Başka bir süvari eri daha atılmıştı hayvana doğru. Ama Bondarenko, o yetişinceye kadar atın dizginlerini eline almıştı bile. Belliydi ki subay adayı iyi bahşiş veriyordu; dolayısıyla da ona hizmet etmek, kârlı bir iş olsa gerekti!
Rostof, atın boynunu ve arkasını okşadıktan sonra kapısının önünde durdu. Kendi kendine gülümseyerek “Doğrusu harika bir at olacak!” dedi.
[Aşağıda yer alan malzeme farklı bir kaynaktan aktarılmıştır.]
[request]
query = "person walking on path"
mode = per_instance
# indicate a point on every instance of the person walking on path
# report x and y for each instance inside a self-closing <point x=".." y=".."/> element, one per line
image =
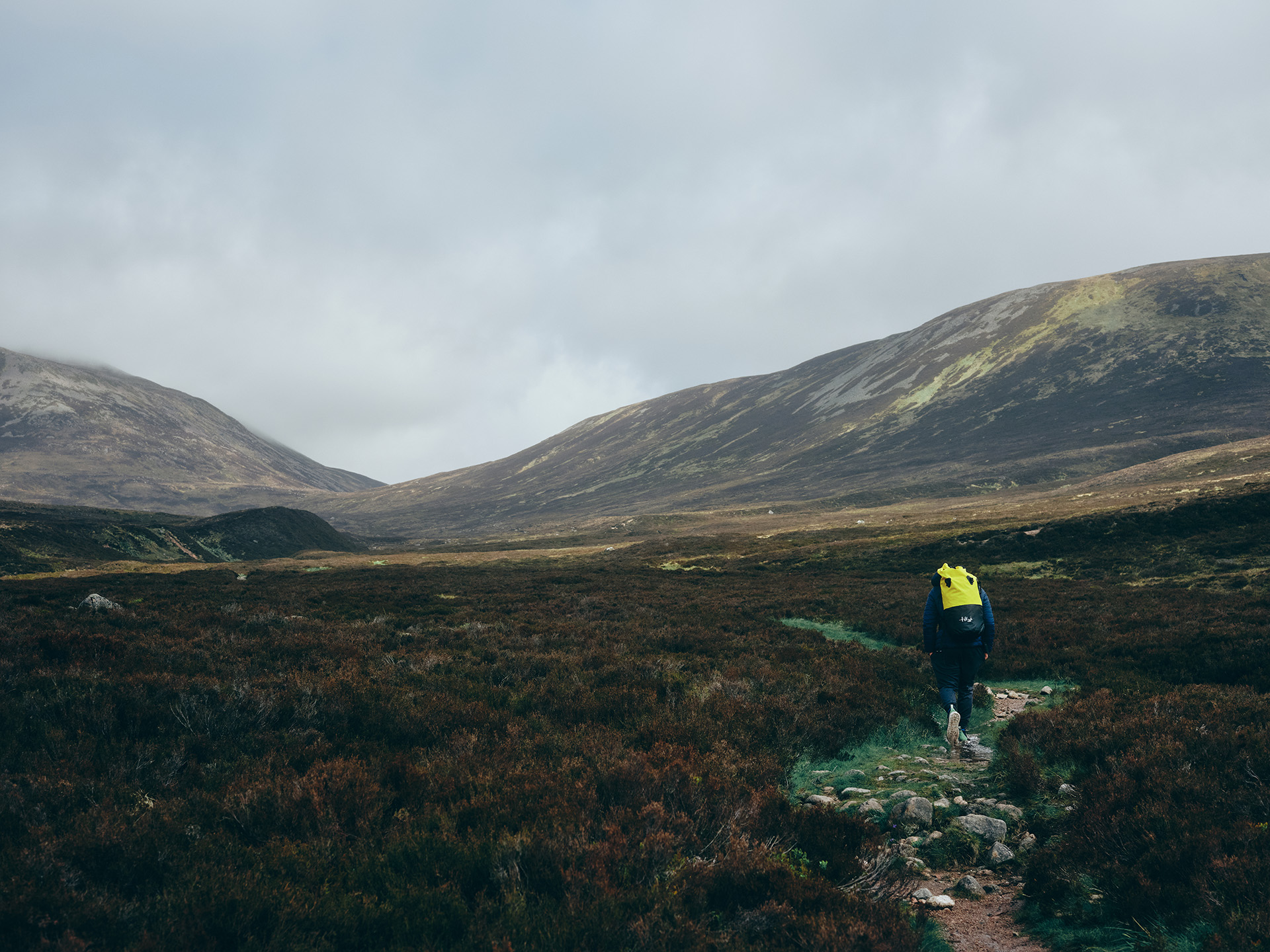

Ve kılıcının kabzasını tutarak mahmuzlarını şakırdata şakırdata koşup kapıdan içeri girdi.
Aynı anda Alman ev sahibi; sırtında hırka, başında kalpak, elinde gübre temizlemek için kullandığı yabayla ahırın kapısından dışarı bakmıştı. Rostof’u görür görmez yüzü aydınlandı adamın. Neşeyle göz kırparak “Schön gut’ morgen!”298 dedi.
Genç adamı selamlamaktan hoşlandığını açığa vuran bir cana yakınlıkla tekrarladı:
“Schön gut’ morgen!”
Rostof, yüzünden hiç eksik olmayan neşe dolu gülümseyişle “Schön fleissig!”299 dedi.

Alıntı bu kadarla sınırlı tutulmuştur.